Lower Bound Techniques in Property Testing

Organiser:
Deepesh Data
Date:
Friday, 7 Jun 2013, 14:30 to 16:00
Venue:
A-212 (STCS Seminar Room)
Category:
Abstract
As with other areas of computer science, lower bounds play an essential role in the field of property testing. The question can be posed as follows. Given a black-box access to an arbitrary function which is to be tested against a property, how many queries are necessary to be made to the function so that with high probability the function can be distinguished between having the property and $\epsilon$-away from all the functions having the property.
The tester can be both adaptive and non-adaptive.

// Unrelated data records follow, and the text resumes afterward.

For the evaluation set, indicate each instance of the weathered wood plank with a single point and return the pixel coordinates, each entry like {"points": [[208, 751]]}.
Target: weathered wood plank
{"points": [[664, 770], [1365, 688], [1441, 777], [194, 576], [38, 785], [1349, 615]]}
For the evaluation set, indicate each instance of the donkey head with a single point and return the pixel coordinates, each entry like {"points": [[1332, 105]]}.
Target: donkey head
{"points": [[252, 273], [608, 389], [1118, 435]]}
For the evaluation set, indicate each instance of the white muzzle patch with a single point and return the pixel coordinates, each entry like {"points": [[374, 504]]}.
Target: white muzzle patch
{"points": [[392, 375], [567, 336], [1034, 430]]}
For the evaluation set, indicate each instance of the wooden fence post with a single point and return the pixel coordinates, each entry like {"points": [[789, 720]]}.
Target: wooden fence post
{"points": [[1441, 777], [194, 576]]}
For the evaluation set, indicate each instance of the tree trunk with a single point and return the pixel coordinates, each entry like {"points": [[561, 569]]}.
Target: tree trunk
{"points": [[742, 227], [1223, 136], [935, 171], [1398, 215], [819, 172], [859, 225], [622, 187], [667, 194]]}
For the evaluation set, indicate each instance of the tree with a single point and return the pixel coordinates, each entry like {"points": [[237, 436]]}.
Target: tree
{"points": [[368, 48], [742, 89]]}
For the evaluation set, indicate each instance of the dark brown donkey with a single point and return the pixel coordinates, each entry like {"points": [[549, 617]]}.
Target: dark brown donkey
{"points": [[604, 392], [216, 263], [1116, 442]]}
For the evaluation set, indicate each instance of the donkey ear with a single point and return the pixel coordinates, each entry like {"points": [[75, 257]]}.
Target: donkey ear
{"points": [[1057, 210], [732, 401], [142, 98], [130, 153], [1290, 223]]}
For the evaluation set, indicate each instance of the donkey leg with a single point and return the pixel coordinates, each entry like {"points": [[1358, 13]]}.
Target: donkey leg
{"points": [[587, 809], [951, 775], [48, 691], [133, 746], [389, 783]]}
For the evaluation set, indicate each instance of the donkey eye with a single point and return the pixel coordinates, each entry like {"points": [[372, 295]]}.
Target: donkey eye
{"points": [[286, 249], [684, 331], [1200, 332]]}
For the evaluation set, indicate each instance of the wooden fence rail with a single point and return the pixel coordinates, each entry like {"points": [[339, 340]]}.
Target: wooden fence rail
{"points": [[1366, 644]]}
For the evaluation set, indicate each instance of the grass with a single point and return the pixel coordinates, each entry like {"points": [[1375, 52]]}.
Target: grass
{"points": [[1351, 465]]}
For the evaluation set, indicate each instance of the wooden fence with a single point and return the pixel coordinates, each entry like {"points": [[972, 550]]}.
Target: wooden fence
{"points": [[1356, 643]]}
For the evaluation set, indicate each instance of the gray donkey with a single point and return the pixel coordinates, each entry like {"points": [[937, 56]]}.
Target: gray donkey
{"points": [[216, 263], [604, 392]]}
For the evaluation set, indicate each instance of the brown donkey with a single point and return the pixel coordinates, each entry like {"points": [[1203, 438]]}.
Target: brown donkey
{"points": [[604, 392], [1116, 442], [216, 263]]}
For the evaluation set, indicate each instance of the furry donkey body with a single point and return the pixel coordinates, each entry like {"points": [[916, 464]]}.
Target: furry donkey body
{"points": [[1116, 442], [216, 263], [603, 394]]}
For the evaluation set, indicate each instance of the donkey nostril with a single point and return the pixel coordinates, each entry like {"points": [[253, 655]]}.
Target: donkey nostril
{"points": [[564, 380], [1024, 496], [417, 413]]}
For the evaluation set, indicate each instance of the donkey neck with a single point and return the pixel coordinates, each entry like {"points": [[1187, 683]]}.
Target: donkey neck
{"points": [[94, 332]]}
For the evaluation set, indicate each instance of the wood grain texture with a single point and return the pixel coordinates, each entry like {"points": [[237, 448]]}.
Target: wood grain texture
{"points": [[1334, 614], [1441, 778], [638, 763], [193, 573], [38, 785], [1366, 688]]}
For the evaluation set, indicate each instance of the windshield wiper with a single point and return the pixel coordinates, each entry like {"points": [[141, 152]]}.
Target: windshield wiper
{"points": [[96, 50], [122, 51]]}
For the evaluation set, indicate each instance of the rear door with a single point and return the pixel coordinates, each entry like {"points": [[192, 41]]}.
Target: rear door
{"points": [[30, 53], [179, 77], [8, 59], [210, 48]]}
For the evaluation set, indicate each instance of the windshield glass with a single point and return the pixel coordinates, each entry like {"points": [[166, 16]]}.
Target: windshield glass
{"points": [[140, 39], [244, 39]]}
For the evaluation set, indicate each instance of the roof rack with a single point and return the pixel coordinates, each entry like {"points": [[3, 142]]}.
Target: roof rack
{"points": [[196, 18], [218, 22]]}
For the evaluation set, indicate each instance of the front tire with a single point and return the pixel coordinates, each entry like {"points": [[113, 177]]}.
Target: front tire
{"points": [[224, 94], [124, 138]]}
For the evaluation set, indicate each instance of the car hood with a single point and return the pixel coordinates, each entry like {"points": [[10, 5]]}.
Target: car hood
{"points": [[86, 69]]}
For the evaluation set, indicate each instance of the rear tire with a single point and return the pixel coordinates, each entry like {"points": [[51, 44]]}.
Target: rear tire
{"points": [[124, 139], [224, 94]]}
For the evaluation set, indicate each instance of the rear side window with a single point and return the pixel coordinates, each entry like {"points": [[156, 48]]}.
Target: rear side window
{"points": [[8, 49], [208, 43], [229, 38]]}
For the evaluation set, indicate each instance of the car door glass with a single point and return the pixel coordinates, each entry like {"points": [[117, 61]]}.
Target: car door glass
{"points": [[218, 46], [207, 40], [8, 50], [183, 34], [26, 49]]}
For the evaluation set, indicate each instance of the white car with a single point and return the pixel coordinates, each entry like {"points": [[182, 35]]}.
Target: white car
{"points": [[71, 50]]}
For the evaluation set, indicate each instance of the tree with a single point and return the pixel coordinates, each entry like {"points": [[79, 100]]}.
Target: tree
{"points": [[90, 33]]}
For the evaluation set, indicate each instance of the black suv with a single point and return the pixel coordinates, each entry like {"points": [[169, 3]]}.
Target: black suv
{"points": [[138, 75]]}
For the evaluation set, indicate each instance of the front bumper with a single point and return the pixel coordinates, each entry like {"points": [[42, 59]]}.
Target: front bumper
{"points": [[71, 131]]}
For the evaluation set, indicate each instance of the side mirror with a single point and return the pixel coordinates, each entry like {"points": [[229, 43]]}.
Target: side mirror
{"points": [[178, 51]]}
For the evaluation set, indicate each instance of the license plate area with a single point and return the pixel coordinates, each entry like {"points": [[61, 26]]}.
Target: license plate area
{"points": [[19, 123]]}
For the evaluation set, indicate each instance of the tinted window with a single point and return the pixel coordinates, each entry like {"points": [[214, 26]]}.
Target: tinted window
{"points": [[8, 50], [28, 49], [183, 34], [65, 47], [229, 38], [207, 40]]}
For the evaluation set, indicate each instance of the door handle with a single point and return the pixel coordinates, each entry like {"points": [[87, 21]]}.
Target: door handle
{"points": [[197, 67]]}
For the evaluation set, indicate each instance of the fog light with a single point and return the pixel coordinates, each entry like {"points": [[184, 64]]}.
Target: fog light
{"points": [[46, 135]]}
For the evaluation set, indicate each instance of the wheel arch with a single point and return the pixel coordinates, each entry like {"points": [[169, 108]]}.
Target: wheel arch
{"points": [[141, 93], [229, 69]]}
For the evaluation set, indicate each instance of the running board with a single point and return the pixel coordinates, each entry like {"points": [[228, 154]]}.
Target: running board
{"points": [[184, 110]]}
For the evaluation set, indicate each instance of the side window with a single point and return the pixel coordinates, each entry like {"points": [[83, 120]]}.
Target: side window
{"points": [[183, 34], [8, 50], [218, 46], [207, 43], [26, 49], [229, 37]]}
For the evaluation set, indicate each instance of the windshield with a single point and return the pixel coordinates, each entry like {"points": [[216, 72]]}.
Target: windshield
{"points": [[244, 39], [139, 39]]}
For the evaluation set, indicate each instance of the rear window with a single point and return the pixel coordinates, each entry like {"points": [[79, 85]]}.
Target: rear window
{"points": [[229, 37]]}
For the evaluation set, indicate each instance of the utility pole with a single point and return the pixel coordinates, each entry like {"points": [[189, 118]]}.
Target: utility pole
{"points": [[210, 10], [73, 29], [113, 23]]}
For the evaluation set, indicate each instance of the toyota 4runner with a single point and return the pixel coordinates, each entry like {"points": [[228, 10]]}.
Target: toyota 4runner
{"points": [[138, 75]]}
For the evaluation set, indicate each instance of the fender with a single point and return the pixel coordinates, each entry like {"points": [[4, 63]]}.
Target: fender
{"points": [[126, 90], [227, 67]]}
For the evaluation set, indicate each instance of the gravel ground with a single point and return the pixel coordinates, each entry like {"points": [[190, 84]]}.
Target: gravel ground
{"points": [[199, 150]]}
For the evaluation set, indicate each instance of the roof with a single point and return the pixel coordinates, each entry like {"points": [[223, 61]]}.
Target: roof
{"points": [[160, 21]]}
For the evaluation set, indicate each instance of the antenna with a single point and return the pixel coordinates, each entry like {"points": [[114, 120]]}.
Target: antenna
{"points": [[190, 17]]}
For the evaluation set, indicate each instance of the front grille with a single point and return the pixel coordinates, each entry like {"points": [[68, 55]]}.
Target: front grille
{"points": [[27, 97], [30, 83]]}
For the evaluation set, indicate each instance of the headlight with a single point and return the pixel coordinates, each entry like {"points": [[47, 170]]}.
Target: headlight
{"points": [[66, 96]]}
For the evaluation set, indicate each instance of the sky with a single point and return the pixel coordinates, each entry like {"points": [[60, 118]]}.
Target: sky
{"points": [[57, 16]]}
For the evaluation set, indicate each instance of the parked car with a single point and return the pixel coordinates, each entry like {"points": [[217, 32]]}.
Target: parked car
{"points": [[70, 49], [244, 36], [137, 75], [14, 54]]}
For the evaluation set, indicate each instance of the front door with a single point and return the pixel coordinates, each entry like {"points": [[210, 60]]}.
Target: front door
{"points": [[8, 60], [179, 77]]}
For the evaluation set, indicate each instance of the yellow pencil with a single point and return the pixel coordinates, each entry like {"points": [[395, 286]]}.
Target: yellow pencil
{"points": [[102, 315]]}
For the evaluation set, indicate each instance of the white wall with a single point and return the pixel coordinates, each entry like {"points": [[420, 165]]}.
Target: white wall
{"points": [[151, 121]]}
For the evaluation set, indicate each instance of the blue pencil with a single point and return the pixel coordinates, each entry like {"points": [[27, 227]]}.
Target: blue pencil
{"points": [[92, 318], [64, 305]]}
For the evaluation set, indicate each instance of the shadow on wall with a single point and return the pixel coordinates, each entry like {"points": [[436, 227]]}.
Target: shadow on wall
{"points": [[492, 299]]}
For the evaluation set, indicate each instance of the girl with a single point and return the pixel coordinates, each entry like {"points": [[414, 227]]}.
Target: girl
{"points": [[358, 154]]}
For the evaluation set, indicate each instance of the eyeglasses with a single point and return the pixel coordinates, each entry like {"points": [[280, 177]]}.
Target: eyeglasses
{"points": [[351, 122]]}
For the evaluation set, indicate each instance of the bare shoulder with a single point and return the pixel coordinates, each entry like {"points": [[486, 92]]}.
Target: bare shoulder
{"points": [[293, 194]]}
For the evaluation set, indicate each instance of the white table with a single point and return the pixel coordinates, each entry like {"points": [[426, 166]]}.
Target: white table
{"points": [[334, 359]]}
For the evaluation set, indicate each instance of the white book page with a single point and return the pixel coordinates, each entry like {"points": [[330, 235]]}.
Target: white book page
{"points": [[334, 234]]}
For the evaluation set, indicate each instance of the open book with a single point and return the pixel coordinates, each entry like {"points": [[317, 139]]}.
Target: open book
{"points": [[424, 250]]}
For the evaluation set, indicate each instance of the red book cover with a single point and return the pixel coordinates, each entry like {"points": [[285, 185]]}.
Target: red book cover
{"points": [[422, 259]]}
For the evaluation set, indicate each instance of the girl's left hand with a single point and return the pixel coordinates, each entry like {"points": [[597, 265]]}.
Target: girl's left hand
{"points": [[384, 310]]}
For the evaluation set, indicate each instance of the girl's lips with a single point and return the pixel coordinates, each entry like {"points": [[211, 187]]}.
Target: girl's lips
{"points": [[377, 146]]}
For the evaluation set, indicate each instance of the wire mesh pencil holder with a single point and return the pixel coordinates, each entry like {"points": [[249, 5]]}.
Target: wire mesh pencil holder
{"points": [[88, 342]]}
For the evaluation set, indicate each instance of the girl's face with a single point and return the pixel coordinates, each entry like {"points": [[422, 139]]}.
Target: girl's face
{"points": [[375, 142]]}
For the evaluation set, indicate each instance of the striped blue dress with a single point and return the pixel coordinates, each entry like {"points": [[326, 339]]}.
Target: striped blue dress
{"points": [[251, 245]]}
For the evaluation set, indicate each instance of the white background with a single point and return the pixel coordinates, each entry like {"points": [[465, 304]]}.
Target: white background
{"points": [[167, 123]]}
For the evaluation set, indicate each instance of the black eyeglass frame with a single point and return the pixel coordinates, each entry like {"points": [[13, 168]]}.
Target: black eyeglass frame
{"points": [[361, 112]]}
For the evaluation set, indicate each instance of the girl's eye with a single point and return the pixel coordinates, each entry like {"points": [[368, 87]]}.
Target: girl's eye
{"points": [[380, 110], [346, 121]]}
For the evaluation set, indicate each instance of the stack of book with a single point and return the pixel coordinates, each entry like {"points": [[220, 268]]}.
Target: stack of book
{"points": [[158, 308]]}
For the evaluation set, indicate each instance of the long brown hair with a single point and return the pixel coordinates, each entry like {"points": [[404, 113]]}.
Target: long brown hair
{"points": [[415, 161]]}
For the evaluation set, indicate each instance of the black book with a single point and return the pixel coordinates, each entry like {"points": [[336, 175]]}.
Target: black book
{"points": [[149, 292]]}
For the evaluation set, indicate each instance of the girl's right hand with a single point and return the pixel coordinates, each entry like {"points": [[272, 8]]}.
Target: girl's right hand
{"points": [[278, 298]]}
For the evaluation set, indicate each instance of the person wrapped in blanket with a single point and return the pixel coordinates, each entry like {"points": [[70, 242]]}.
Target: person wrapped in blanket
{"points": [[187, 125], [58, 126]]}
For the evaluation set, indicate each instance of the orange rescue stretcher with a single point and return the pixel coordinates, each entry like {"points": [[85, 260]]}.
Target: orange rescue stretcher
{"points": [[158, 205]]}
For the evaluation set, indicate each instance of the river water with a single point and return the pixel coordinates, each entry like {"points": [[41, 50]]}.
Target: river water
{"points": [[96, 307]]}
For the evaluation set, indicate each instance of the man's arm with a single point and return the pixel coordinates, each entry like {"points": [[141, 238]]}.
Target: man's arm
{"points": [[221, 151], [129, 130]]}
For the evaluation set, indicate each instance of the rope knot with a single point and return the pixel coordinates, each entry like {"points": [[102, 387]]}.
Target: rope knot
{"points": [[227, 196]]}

The most efficient and generic tool for proving lower bounds for property testing was given by Yao. We will look at the statement and proof of these tools and their application in proving lower bounds of the query complexity of testing
$k$-linearity and monotonicity.
References:
[BK12]  Eric Blais and Daniel M. Kane. Tight bounds for testing k-linearity. In Anupam Gupta, Klaus Jansen, Jos´e D. P. Rolim, and Rocco A. Servedio, editors, APPROX-RANDOM, volume 7408 of Lecture Notes in Computer Science, pages 435–446. Springer, 2012.
[FLN+02] Eldar Fischer, Eric Lehman, Ilan Newman, Sofya Raskhodnikova, Ronitt Rubinfeld, and Alex Samorodnitsky. Monotonicity testing over general poset domains. In John H. Reif, editor, STOC, pages 474–483. ACM, 2002.
[Yao77] Andrew Chi-Chih Yao. Probabilistic computations: Toward a unified measure of complexity (extended abstract). In FOCS, pages 222–227. IEEE Computer Society, 1977.